Comment: Exit wanted – Ebersberg

Anyone who is at least occasionally on the road should know the problem: You know that you have to turn off somewhere, but you just can’t find the right exit. This is roughly how the majority in the Vaterstetten municipal council has been doing for some time with the Weißenfeld-Parsdorf bypass. It should be clear to most that the project will soon have to be officially abandoned – but it’s just not quite clear how.

The Greens in the main committee have now presented an exit – admittedly falling more into the category of “unpaved dirt road”: One should simply stop all expenditure for the bypass immediately, delete it from all financial planning for the coming years and dissolve any existing budget items. Since the rule that the budget is the measure of all things also applies in municipal politics, the bypass would be de facto done. It was to be expected that the majority of the committee would not want to follow this approach: they did not want to give up a project that had been decided on again and again for decades so unceremoniously.

But that doesn’t mean that you really want to stick with it. Already with the new timetable for the street, which was decided without much debate in the autumn and which means that a subsidy of millions will be forfeited, one could at least suspect a certain withdrawal movement on the part of the CSU and SPD. This came out quite clearly in the debate in committee, when the leaders of the Black and Red factions, who on previous occasions had not entertained the slightest doubt about the construction of the road, expressed precisely that very clearly. To stay with the image, you have already started braking. The fact that you didn’t take the first exit with squeaking tires was due to the caution that is advisable both in traffic and in politics.

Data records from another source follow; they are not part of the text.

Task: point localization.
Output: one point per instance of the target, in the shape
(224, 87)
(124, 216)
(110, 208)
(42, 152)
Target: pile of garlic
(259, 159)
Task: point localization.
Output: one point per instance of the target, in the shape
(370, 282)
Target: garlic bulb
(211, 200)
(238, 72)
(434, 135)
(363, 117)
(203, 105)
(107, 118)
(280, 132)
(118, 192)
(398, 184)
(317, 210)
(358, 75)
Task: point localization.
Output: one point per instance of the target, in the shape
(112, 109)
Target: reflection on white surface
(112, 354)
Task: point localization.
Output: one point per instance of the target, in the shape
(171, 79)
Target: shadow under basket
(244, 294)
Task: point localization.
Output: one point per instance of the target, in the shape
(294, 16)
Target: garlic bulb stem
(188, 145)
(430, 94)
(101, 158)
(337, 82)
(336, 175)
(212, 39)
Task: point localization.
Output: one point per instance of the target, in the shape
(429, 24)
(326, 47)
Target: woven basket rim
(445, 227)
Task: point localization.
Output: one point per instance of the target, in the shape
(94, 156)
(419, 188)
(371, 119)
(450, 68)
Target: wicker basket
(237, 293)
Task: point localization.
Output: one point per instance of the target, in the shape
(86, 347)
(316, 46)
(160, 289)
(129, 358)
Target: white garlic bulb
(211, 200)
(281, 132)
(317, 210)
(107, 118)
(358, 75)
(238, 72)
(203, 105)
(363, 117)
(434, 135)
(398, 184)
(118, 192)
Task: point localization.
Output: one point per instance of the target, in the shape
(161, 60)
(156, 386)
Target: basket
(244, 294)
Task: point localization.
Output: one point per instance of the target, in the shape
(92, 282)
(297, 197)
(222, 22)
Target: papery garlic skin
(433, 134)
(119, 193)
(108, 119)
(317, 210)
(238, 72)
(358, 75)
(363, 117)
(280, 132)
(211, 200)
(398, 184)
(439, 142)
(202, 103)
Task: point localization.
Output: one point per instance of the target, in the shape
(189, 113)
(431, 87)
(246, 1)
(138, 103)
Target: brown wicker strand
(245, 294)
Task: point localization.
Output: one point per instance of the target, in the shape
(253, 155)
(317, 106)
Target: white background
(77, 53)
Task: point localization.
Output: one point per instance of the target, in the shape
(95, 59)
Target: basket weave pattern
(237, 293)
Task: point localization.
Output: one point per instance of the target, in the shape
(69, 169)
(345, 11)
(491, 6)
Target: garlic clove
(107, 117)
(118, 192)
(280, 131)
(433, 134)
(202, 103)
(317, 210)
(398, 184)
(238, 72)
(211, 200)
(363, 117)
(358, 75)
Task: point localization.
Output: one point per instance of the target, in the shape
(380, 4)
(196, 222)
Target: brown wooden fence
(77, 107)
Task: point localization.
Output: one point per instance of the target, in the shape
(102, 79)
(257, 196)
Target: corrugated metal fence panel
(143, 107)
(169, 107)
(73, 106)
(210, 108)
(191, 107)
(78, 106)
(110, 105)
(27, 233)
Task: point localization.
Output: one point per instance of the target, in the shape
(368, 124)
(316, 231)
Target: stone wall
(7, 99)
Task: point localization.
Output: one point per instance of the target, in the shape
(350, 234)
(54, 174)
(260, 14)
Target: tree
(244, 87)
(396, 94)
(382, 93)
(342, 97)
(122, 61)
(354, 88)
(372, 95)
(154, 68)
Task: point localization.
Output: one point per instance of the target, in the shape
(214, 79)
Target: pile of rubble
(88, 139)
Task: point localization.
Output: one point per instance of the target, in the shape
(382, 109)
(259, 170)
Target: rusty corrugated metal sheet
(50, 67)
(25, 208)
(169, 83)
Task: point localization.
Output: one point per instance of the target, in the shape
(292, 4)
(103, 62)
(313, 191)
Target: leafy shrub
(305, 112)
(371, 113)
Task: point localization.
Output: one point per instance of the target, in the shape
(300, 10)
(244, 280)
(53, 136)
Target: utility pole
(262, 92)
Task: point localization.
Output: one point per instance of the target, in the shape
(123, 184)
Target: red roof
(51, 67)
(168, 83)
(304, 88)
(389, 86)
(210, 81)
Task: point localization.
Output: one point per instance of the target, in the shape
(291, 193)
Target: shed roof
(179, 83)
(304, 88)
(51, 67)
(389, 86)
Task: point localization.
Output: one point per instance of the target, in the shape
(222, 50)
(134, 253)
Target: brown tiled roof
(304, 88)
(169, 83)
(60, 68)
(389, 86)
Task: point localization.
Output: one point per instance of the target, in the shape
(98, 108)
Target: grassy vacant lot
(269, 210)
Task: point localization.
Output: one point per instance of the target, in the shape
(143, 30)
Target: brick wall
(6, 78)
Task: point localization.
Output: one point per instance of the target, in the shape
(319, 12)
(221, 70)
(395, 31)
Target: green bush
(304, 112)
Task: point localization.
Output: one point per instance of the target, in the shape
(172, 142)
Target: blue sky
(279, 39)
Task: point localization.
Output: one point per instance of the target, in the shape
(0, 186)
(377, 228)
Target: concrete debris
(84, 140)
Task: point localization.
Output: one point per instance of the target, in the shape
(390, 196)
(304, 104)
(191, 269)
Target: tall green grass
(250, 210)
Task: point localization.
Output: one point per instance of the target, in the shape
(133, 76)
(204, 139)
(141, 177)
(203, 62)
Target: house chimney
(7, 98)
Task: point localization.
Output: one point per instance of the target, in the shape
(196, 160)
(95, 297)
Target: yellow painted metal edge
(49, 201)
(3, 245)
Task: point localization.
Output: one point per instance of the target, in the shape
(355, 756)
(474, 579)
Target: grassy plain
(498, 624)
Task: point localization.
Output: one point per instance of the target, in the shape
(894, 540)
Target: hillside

Because the exit that the Greens have now proposed would have included the admission of failure – largely self-inflicted. After all, there were warnings that the mammoth project could not be financed long before the Corona crisis, long before the investor subsidy was canceled and long before the economic upheavals to be expected from the war in Ukraine. Even without all these problems, it would have been difficult for the community of Vaterstetten to shoulder their share of the project without having to accept painful restrictions on other projects. The reference to the ongoing global crisis could well be used as a reason for the exit in an upcoming meeting.

Of course, it would be even better and, above all, more face-saving if the administrative court decided against the street. That would be the premium exit, so to speak – and as long as there is still a chance of being able to take it, road friends will probably follow a course that they themselves are no longer convinced of is correct.